There is space ABOVE the spine. So a high shot could easily go through backstrap and not lung or spine.


----------



## sdkohio (Jul 26, 2008)

I am sure I am preaching to the choir, but remember if you ranged him at 32 from a stand it was probably more like 27. The distance that counts is the distance from the base of the tree to the deer not the angle distance. Good luck, we all have those things happen. Learning from it is the important part.


----------



## VitalShot (Feb 10, 2012)

The angle will shorten the distance. 


Outdoor Hub mobile, the outdoor information engine


----------



## Mad-Eye Moody (May 27, 2008)

Fishlandr75 said:


> there is no "space" between the spine and the lungs.. M.Magis made a post of this on another thread.. showed an XRAY of a cross section of the deer... shows it plain as day..theres no space there...certainly not enough for a broadhead to slip through and not hit something vital.. but you are correct in that hitting only one lung is very possible, and probably not lethal either


You are correct. I was typing faster than I was thinking. I meant the top of the back. I hit a buck in wv high and dropped it with an arrow two weeks ago in its tracks. Couldn't believe how low from the top I hit it and still broke the spine.


----------



## buckeyebowman (Feb 24, 2012)

Lundy said:


> Different scenario however, The Lakosky buck had no penetration and did not hit the lungs.
> 
> This deer is carrying around a shaft and broadhead in him and was hit behind the shoulder.

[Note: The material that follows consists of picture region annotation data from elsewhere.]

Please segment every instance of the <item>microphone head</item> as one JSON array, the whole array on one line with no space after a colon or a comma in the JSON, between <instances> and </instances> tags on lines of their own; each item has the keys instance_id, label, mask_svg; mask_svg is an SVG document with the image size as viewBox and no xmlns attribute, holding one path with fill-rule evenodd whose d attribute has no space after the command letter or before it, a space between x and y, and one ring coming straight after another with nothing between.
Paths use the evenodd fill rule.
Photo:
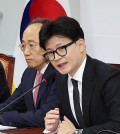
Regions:
<instances>
[{"instance_id":1,"label":"microphone head","mask_svg":"<svg viewBox=\"0 0 120 134\"><path fill-rule=\"evenodd\" d=\"M55 78L56 72L51 72L48 75L46 75L42 81L44 82L49 82L50 80L52 80L53 78Z\"/></svg>"}]
</instances>

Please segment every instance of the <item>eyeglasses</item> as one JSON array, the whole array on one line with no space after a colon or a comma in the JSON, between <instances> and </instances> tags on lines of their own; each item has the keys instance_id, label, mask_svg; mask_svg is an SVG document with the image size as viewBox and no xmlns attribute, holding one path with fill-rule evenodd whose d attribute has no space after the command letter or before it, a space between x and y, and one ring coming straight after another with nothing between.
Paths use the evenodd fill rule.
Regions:
<instances>
[{"instance_id":1,"label":"eyeglasses","mask_svg":"<svg viewBox=\"0 0 120 134\"><path fill-rule=\"evenodd\" d=\"M77 40L76 40L77 41ZM74 44L76 41L71 41L70 43L58 47L56 50L54 51L49 51L46 52L45 54L43 54L43 57L46 58L49 61L53 61L55 59L55 53L57 53L59 56L64 57L67 54L67 47Z\"/></svg>"},{"instance_id":2,"label":"eyeglasses","mask_svg":"<svg viewBox=\"0 0 120 134\"><path fill-rule=\"evenodd\" d=\"M29 50L34 50L38 44L38 42L30 42L27 45L19 44L19 47L22 51L25 51L26 48L28 48Z\"/></svg>"}]
</instances>

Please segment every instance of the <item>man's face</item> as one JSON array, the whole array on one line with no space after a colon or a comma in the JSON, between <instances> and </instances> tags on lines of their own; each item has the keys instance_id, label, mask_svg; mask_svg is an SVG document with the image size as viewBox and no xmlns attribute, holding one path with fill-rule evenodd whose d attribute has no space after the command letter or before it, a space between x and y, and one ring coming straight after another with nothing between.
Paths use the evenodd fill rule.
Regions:
<instances>
[{"instance_id":1,"label":"man's face","mask_svg":"<svg viewBox=\"0 0 120 134\"><path fill-rule=\"evenodd\" d=\"M28 26L22 38L22 51L28 67L41 70L46 60L43 58L45 51L39 46L39 31L42 24L36 23Z\"/></svg>"},{"instance_id":2,"label":"man's face","mask_svg":"<svg viewBox=\"0 0 120 134\"><path fill-rule=\"evenodd\" d=\"M70 42L69 38L54 36L46 43L46 50L50 52ZM55 53L55 59L51 63L61 74L70 74L73 76L81 66L86 55L84 40L79 39L66 49L67 54L63 57Z\"/></svg>"}]
</instances>

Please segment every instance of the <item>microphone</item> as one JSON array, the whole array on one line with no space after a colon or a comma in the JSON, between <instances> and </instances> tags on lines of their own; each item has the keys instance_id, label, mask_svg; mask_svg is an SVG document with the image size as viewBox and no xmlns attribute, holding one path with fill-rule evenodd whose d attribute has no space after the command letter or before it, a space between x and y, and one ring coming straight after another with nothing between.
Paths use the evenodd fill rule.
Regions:
<instances>
[{"instance_id":1,"label":"microphone","mask_svg":"<svg viewBox=\"0 0 120 134\"><path fill-rule=\"evenodd\" d=\"M19 100L20 98L22 98L23 96L25 96L26 94L28 94L30 91L32 91L34 88L36 88L37 86L41 85L42 83L47 83L49 82L50 80L52 80L53 78L55 78L55 75L56 73L55 72L51 72L49 73L48 75L46 75L42 80L41 82L32 87L31 89L29 89L28 91L26 91L25 93L23 93L22 95L20 95L18 98L16 98L15 100L13 100L12 102L10 102L8 105L6 105L5 107L1 108L0 109L0 114L2 113L3 110L5 110L7 107L9 107L10 105L12 105L14 102L16 102L17 100Z\"/></svg>"}]
</instances>

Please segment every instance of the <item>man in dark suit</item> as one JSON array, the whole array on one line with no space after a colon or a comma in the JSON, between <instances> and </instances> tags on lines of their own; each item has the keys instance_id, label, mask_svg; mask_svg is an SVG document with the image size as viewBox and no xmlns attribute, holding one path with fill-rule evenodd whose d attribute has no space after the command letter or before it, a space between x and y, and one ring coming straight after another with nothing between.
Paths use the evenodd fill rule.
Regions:
<instances>
[{"instance_id":1,"label":"man in dark suit","mask_svg":"<svg viewBox=\"0 0 120 134\"><path fill-rule=\"evenodd\" d=\"M46 22L48 22L47 19L36 19L25 29L20 47L28 68L24 71L18 88L5 103L0 105L0 109L35 86L38 80L55 72L52 65L42 57L44 50L39 47L39 31ZM42 78L37 80L37 74L40 74ZM16 127L44 127L46 112L56 106L55 83L54 78L51 78L46 83L42 83L39 89L33 89L5 108L2 114L2 124Z\"/></svg>"},{"instance_id":2,"label":"man in dark suit","mask_svg":"<svg viewBox=\"0 0 120 134\"><path fill-rule=\"evenodd\" d=\"M120 133L120 70L86 54L83 30L73 18L47 23L39 38L43 56L64 74L56 84L60 107L46 114L46 129L58 134Z\"/></svg>"},{"instance_id":3,"label":"man in dark suit","mask_svg":"<svg viewBox=\"0 0 120 134\"><path fill-rule=\"evenodd\" d=\"M4 102L8 97L10 97L10 89L8 87L3 65L0 62L0 103Z\"/></svg>"}]
</instances>

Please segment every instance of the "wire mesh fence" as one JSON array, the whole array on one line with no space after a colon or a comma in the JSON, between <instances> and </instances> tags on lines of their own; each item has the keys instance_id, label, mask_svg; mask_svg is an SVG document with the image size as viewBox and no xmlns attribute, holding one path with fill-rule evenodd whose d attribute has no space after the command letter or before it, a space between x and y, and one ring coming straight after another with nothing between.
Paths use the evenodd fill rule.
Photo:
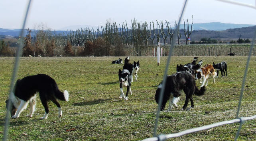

As far as we, and the OP, know. It's amazing how you can think you hit a deer in a certain place and, upon finding it, or, seeing it again later still on its feet, discover that your perception was a bit off the mark. Even slo-mo footage on the hunting shows can be foolers. Many times it's, after a longer than anticipated tracking job, "Wow, I hit him higher (or lower, more forward, or farther back) than I thought." 

Don't get me wrong, I admire davycrockett's persistence in trying to recover this deer. If the deer actually is dead, and he is unsuccessful in recovering it, that's a genuine shame. But, it's probably happened to even the most conscientious bow hunter at least once.


----------



## Guest (Nov 5, 2012)

The good news is....high hits in that area can be very survivable. So, you never know...he may make it!


----------